When speaking for the camera, President Bush favors iconic backdrops that suggest patriotism (soldiers), religious faith (churches) and, sometimes, wishful thinking (“Mission Accomplished”).
When the president spoke to the nation on the evening of September 15 about his Hurricane Katrina reconstruction plans he did so from Jackson Square in New Orleans. His backdrop for the live TV address was St. Louis Cathedral.
Apart from the power needed to run the cameras, microphone, etc., additional power was used to make sure we could see that lovely cathedral behind him. At the top of the broadcast, commentators said the White House was supplying power for the address, which led me to picture an extension cord running from D.C. to N.O.
Not only was it waste of energy – in a city with virtually none – to light up a church for the telecast, it was a wasted opportunity for Bush to show New Orleans as it really now appears. But he chose a dry, pretty spot instead.
If the president and/or his people had been thinking, they would have quickly set up a couple of work lights and placed him in front of a pile of rubble, not in front of a cathedral lit in a cool, cinematic blue. The bleak appearance, devoid of productions values, might have actually benefited Bush.

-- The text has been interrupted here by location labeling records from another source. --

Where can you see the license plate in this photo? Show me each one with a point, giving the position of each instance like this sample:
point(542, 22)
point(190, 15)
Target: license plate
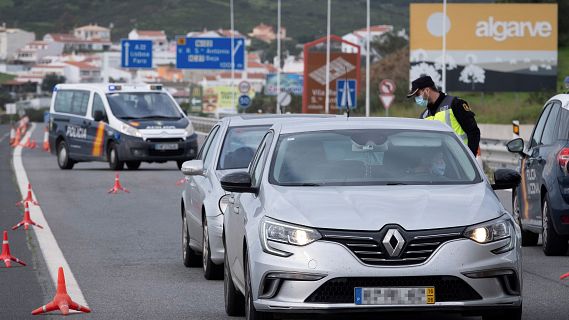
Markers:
point(166, 146)
point(394, 296)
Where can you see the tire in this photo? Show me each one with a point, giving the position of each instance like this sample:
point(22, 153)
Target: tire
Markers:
point(113, 158)
point(250, 312)
point(234, 300)
point(529, 238)
point(211, 270)
point(553, 244)
point(63, 160)
point(190, 258)
point(133, 165)
point(508, 314)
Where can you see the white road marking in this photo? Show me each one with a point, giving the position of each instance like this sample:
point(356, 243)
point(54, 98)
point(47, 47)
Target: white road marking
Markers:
point(50, 249)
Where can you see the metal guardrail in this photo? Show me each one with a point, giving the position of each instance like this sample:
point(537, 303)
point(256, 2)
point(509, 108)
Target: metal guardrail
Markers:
point(494, 152)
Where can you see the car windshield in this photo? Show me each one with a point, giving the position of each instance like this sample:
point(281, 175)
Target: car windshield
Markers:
point(142, 105)
point(239, 146)
point(371, 157)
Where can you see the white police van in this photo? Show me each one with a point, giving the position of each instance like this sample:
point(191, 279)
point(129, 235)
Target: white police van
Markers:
point(118, 123)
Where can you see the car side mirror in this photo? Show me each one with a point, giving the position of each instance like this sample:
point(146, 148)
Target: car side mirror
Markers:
point(506, 179)
point(98, 115)
point(239, 182)
point(516, 145)
point(193, 168)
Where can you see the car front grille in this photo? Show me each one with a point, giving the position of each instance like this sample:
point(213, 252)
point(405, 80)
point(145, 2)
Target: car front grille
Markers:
point(341, 290)
point(369, 248)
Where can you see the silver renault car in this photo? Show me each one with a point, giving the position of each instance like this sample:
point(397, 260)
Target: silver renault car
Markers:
point(230, 146)
point(379, 214)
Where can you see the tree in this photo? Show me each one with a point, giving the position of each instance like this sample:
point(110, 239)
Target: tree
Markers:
point(50, 81)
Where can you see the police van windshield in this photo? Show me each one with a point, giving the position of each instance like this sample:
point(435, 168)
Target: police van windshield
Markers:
point(371, 157)
point(143, 105)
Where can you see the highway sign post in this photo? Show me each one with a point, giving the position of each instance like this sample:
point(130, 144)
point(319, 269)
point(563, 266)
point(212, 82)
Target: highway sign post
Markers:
point(346, 94)
point(136, 54)
point(209, 53)
point(386, 89)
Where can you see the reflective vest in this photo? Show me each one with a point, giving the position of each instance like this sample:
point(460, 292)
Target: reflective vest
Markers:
point(445, 115)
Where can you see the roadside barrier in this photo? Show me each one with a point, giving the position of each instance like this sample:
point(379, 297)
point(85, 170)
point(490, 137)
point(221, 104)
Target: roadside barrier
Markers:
point(28, 198)
point(117, 186)
point(26, 221)
point(5, 255)
point(62, 300)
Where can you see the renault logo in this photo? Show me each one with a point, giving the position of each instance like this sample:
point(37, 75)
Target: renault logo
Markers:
point(393, 242)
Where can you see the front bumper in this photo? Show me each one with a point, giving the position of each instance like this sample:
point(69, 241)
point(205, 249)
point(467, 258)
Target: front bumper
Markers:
point(452, 259)
point(133, 148)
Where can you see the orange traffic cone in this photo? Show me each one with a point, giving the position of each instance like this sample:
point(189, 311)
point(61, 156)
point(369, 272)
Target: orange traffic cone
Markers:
point(29, 197)
point(62, 300)
point(27, 221)
point(5, 255)
point(117, 187)
point(46, 140)
point(17, 139)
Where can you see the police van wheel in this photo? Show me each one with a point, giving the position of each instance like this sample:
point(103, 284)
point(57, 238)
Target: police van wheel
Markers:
point(113, 155)
point(133, 165)
point(63, 159)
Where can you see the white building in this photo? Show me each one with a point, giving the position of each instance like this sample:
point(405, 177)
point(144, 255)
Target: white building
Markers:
point(12, 40)
point(158, 37)
point(359, 37)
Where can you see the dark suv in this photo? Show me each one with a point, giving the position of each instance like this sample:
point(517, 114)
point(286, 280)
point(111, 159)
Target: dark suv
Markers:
point(541, 202)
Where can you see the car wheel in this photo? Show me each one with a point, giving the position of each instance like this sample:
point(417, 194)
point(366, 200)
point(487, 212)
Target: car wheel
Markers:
point(250, 312)
point(509, 314)
point(133, 165)
point(190, 258)
point(234, 300)
point(211, 270)
point(63, 159)
point(553, 244)
point(528, 238)
point(113, 157)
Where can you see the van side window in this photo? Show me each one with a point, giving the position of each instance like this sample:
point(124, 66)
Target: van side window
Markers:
point(72, 101)
point(98, 105)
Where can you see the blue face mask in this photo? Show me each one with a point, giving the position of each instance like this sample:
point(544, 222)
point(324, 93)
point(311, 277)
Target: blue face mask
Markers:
point(421, 102)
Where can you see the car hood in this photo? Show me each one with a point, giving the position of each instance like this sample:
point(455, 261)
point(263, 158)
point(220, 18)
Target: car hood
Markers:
point(372, 207)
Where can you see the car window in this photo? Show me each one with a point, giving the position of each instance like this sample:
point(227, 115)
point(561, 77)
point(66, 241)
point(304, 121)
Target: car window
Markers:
point(549, 132)
point(564, 124)
point(239, 146)
point(208, 157)
point(259, 162)
point(98, 105)
point(371, 157)
point(538, 130)
point(207, 143)
point(72, 101)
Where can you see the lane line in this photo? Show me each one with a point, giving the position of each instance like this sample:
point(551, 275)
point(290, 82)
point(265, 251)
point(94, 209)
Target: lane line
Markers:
point(51, 252)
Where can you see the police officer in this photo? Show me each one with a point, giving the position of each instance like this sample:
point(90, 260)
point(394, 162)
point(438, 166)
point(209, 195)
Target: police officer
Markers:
point(453, 111)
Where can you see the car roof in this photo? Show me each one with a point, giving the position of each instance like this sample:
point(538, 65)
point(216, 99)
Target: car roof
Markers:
point(364, 123)
point(270, 119)
point(111, 87)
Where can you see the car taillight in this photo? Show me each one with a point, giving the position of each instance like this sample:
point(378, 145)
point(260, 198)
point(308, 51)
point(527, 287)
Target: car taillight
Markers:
point(563, 158)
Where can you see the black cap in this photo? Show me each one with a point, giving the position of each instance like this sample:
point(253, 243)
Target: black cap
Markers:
point(420, 83)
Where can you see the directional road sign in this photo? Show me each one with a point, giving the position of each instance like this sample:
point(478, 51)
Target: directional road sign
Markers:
point(136, 53)
point(209, 53)
point(244, 101)
point(346, 97)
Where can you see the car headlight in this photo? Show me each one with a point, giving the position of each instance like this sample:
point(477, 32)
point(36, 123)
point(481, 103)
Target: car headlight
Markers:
point(491, 231)
point(128, 130)
point(278, 231)
point(189, 129)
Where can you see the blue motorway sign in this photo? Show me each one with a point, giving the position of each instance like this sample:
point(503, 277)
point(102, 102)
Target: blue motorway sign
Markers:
point(136, 53)
point(244, 101)
point(209, 53)
point(346, 97)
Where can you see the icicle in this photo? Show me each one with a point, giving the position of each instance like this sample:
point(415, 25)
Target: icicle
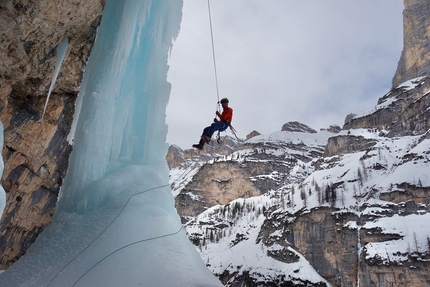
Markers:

By showing him in the thick of the disaster, they could have represented the president as someone not detached from its effects, as he's been accused of being. On the contrary, nothing we saw (versus heard) in the broadcast indicated a city in trouble, much less one that had almost been destroyed. Business as usual. Nothing to see here.
In any future disaster "productions," I hope whoever’s in charge will focus less on the scenery and more on the weakness of the script.